Raymond Nader è un ingegnere elettromeccanico libanese, molto devoto a San Charbel.
Nel 1994, Raymond Nader ebbe la possibilità di passare una notte nell’eremo in cui il Santo aveva trascorso gli ultimi 23 anni della sua vita.
“In quell’occasione, accesi cinque candele. Era una notte calma e fredda, quando, improvvisamente, sentii un calore attorno a me, mentre un forte vento iniziò a soffiare. Tuttavia, con mia grande sorpresa, le candele rimasero accese”.
Raymond Nader: il tocco di San Charbel
“Di colpo, persi i sensi: non c’era più calore, né vento, né fiamme. Ero in un mondo diverso, un mondo immerso nella luce. Non la luce che conosciamo abitualmente, ma una luce trasparente, come acqua cristallina. La luce non proveniva da una direzione specifica, ma da ogni parte, ed era molto più luminosa della luce del sole. Poi, percepii una presenza, non con la vista usuale però. Ad un certo momento, udii una voce, che non proveniva da nessun luogo e da tutti i luoghi, perché la sentii in ogni parte del mio corpo, ma non con le orecchie fisiche. Era come se si esprimesse senza parole, senza suoni”.
Raymond Nader non aveva nessun timore di quella situazione, anzi “Avrei voluto che questo stato di beatitudine in cui mi trovavo permanesse per sempre, così come desiderai che questa presenza mi fosse sempre accanto”. Quando riprese conoscenza, le candele si erano consumate, poiché erano trascorse ben quattro ore!

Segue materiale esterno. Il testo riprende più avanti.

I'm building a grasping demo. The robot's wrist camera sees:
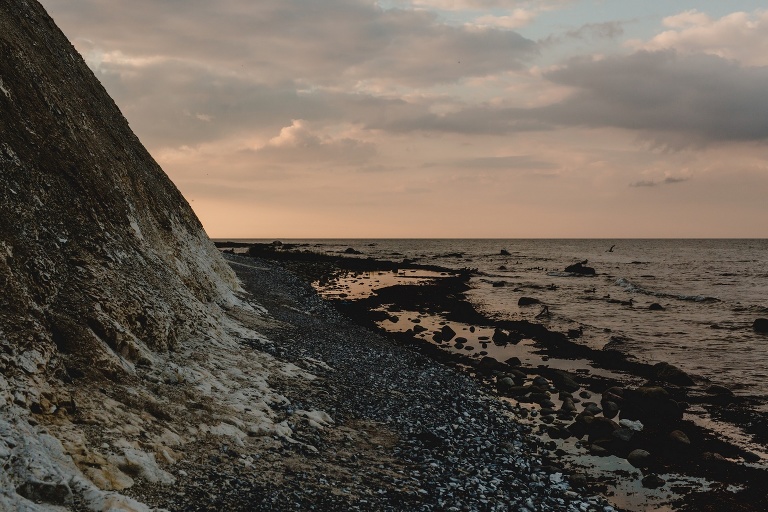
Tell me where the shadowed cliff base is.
[217,242,768,510]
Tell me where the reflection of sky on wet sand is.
[314,270,768,512]
[313,269,448,300]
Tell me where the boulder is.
[491,328,509,345]
[653,362,695,386]
[552,371,581,392]
[706,384,733,397]
[477,356,509,372]
[667,430,691,449]
[621,386,683,425]
[600,400,619,418]
[627,448,651,468]
[641,475,667,489]
[752,318,768,334]
[565,261,597,276]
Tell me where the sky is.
[41,0,768,239]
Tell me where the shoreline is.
[219,243,768,510]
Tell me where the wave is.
[616,277,720,302]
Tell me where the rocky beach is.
[0,0,767,512]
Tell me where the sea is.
[240,239,768,397]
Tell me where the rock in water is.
[0,0,237,372]
[653,362,695,386]
[565,261,596,276]
[0,0,239,510]
[752,318,768,334]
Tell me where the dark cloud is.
[525,51,768,148]
[43,0,537,87]
[540,21,624,47]
[425,155,559,171]
[565,21,624,39]
[252,120,376,166]
[629,176,689,187]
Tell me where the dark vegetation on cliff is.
[0,0,234,386]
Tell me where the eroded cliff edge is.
[0,0,312,510]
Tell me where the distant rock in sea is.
[752,318,768,334]
[0,0,240,510]
[565,260,596,276]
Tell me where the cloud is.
[629,176,690,187]
[252,119,376,166]
[44,0,537,88]
[532,50,768,149]
[474,9,538,28]
[627,10,768,66]
[424,155,559,171]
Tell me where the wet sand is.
[225,243,768,510]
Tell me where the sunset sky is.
[42,0,768,238]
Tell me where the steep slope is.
[0,0,290,510]
[0,0,237,386]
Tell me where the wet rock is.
[477,356,509,373]
[619,418,645,432]
[584,402,603,416]
[496,377,522,395]
[566,328,583,340]
[641,475,667,489]
[611,427,635,443]
[620,386,683,425]
[627,448,651,468]
[752,318,768,334]
[491,328,509,345]
[706,384,734,397]
[653,363,695,386]
[701,452,728,462]
[560,398,576,412]
[565,260,596,276]
[552,371,581,393]
[667,430,691,448]
[440,325,456,341]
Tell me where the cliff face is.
[0,0,237,379]
[0,4,272,511]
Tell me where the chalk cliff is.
[0,0,300,510]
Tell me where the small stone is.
[627,448,651,468]
[642,475,667,489]
[752,318,768,334]
[668,430,691,448]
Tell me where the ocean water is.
[240,239,768,397]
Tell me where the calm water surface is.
[240,239,768,396]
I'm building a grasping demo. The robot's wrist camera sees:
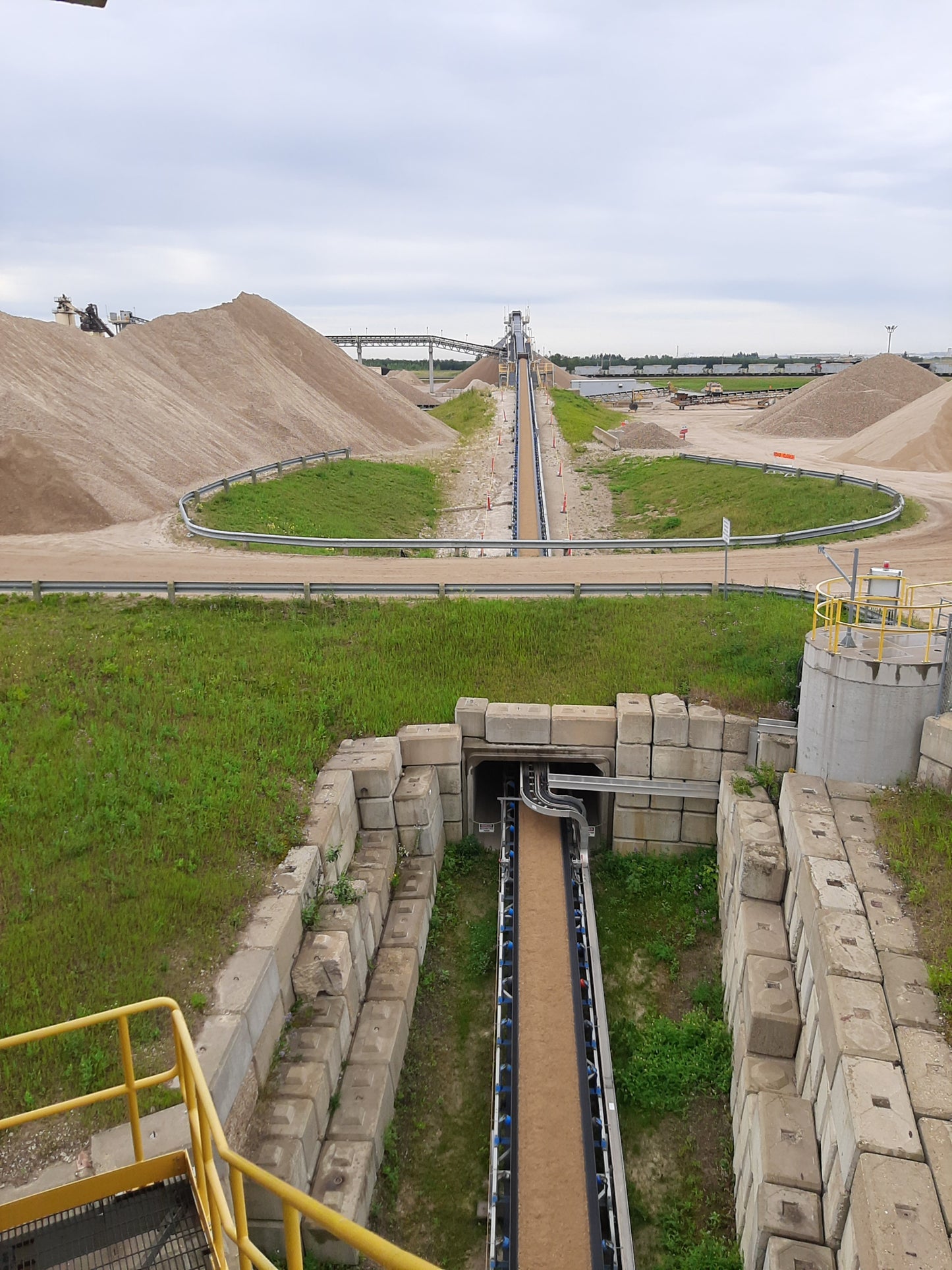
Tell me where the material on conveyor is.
[517,357,540,556]
[827,384,952,473]
[0,293,456,533]
[445,355,499,390]
[741,353,942,437]
[515,805,592,1270]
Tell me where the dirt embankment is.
[744,353,942,437]
[0,293,455,534]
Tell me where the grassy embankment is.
[592,455,926,538]
[371,838,499,1270]
[430,389,496,441]
[874,782,952,1041]
[551,389,629,446]
[0,596,810,1124]
[193,459,441,554]
[593,848,741,1270]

Da quel momento in poi, non ha mai smesso di sentire accanto a se una presenza, quella di San Charbel, proprio come aveva desiderato. Il Santo gli ha fatto avere anche altri “messaggi”, nel corso degli anni, ma quella notte lasciò sul suo braccio un segno indelebile: le sue cinque dita, visibili tutt’ora, come una bruciatura.